3. If it doesn’t work for one way of substitution, don’t quit, try another. For example, if t doesn’t work, try t square; if sin(x) doesn’t work,  try cos(x),etc. It is hard for beginners to foresee if a method could work, because unexpected things happen all the time. Sometimes a variable can be eliminated; and sometimes we think it can be but it actually can’t.

For interval [a,b], we can partition it into n subintervals. And as we take the length of the interval as width, the y value of sample points as height, the area under the curve can be seen as formed by rectangles. As we know, the area of the rectangle can be calculated by taking the product of width and height, and adding up each area together. According to the definition of integral, as we arbitrarily  narrow down the width of each rectangle, ie, the width  of the rectangles arbitrarily approaches to 0 , and the height remains the same, the area for each rectangle will approach to 0.

Though as  the width approaches to 0, the number of the discontinuous points remains the same, which means the number of the rectangles does not change, and the height of the rectangles does not change, only the width goes to 0. Since there are only finite number of rectangles, while the width decreases infinitely, “infinitely” is somewhat powerful than “finite”, thus the total areas of those rectangles contains the “bad points” approaches to 0 as well.

We have a function f(x)=log(1/e^x)-ex^3

Evaluate df(x)/dx

f(x)=log1-log(e^x)-ex^3=-x-ex^3

df(x)/dx=-1-3ex^2

Assume the UBC fountain pool is a cylinder with the radius of 3m. Water is added into the pool at a rate of 0.5m^3/min.

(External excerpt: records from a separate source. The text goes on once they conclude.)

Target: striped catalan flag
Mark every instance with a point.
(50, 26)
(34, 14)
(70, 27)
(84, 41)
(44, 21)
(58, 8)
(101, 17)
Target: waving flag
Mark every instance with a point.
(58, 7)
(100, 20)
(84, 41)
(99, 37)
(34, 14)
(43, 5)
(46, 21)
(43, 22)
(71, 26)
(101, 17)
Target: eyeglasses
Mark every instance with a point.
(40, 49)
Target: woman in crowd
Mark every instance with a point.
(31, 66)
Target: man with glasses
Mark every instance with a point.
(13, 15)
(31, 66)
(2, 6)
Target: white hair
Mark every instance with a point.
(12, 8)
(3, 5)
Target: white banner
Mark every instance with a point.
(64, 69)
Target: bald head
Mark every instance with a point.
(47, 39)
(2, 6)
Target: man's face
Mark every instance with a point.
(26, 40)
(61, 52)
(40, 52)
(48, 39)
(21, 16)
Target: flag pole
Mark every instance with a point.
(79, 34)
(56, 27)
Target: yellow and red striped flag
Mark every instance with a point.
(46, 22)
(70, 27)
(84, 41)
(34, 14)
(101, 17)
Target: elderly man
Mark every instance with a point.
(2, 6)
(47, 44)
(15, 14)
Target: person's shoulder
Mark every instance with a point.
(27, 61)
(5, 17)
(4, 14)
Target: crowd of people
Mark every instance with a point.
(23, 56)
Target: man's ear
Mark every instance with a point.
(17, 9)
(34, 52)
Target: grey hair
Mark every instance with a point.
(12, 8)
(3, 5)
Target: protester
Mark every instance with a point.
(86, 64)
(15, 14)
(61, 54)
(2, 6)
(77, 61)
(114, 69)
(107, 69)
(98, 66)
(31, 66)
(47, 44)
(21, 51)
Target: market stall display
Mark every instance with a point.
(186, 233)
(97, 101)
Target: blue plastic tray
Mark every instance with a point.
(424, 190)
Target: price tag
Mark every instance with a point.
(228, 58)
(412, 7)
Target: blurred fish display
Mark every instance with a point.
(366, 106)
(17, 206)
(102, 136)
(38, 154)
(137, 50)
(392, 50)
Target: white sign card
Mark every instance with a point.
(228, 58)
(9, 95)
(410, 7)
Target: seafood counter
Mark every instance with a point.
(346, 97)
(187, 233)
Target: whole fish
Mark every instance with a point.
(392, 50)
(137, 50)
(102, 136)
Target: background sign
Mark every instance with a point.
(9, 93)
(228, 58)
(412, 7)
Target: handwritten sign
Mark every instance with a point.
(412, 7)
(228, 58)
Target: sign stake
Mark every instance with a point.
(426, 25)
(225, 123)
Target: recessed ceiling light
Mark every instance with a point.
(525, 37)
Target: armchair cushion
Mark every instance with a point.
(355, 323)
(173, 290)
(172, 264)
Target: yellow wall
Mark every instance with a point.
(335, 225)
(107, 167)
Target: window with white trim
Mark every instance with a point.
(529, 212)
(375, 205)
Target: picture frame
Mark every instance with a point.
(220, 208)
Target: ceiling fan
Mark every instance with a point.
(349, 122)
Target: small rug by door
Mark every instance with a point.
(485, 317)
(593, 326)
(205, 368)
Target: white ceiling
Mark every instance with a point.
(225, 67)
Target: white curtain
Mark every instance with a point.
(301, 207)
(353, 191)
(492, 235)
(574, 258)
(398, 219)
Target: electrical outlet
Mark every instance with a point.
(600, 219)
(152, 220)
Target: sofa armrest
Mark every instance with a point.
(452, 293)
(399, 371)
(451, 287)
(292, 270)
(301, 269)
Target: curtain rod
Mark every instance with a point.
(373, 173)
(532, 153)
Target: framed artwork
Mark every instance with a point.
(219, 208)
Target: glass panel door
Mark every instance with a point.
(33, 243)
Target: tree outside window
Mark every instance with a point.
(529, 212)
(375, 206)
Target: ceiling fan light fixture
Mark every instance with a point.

At what rate (m/min)does the height of the water raise?

Let the height be h.

The volume V=pi3^2h=9pih

Differentiating both sides,

dV/dt=9pi dh/dt

We know that dV/dt=0.5

dh/dt=0.5/9pi=1/18pi

Thus the height changes at a rate of 1/18pi m/min

(a) Label the right edge of the circle point M, and the left edge point N.If the temperature at M is the same as that at N, then we have antipodal points where the temperature are the same.

But what if the temperature at M is lower than that at N?

Imagine a stick longer than the diameter of the circle, and its midpoint is fixed at the center of the circle. So the two contact points of the stick and the circle are antipodal points.Label the two points A and B. Now imagine the stick rotates from the x-axis anticlockwise, with A going  from M to N, and B going from N to M.It stop after rotating 180 degrees.So at the initial time, temperature at A is lower than temperature at B;temperature at B is higher than temperature at A.After the rotation, A has higher temperature than B.During the whole process the temperature can only change continuously, and the stick cannot be bent. Thus there must exist a certain instant, at which the temperature at A and that at B are the same.

(b) My argument rely implicitly on the continuity of the change of temperature. In real life, temperature changes continuously, and I use a real life way to interpret the proof, in which the stick is assumed to rotate smoothly (also related to continuity) .

1. The change of temperature as the altitude increases can be considered as a function. Generally, for every 100 meters’ increment at the altitude, the temperature decrease by 0.6℃. If we assume the temperature at the sea level is 25℃,the temperature(T,℃) vs altitude(x,m) function can be written as: y= -0.006x+25

Since it is a linear function, it does not have a horizontal asymptote. Assume it has a horizontal asymptote y=a

so the horizontal asymptote does not exit.

2. There is a pancake, its area is 1.If we cut it into halves.Then after the first time we cut it , the area of each of the pieces is 1/2.After the third time,the area of each of the pieces is 1/4.

…..

If we write down the area after every time we cut it ,it will be

1/2,1/4,1/8,……,

It does not converge.

3.If we sum up all the terms above,we get 1/2+1/4+1/8+…

By the geometric test,we know that the series converges to 1.

This is to claim that I have done my homework.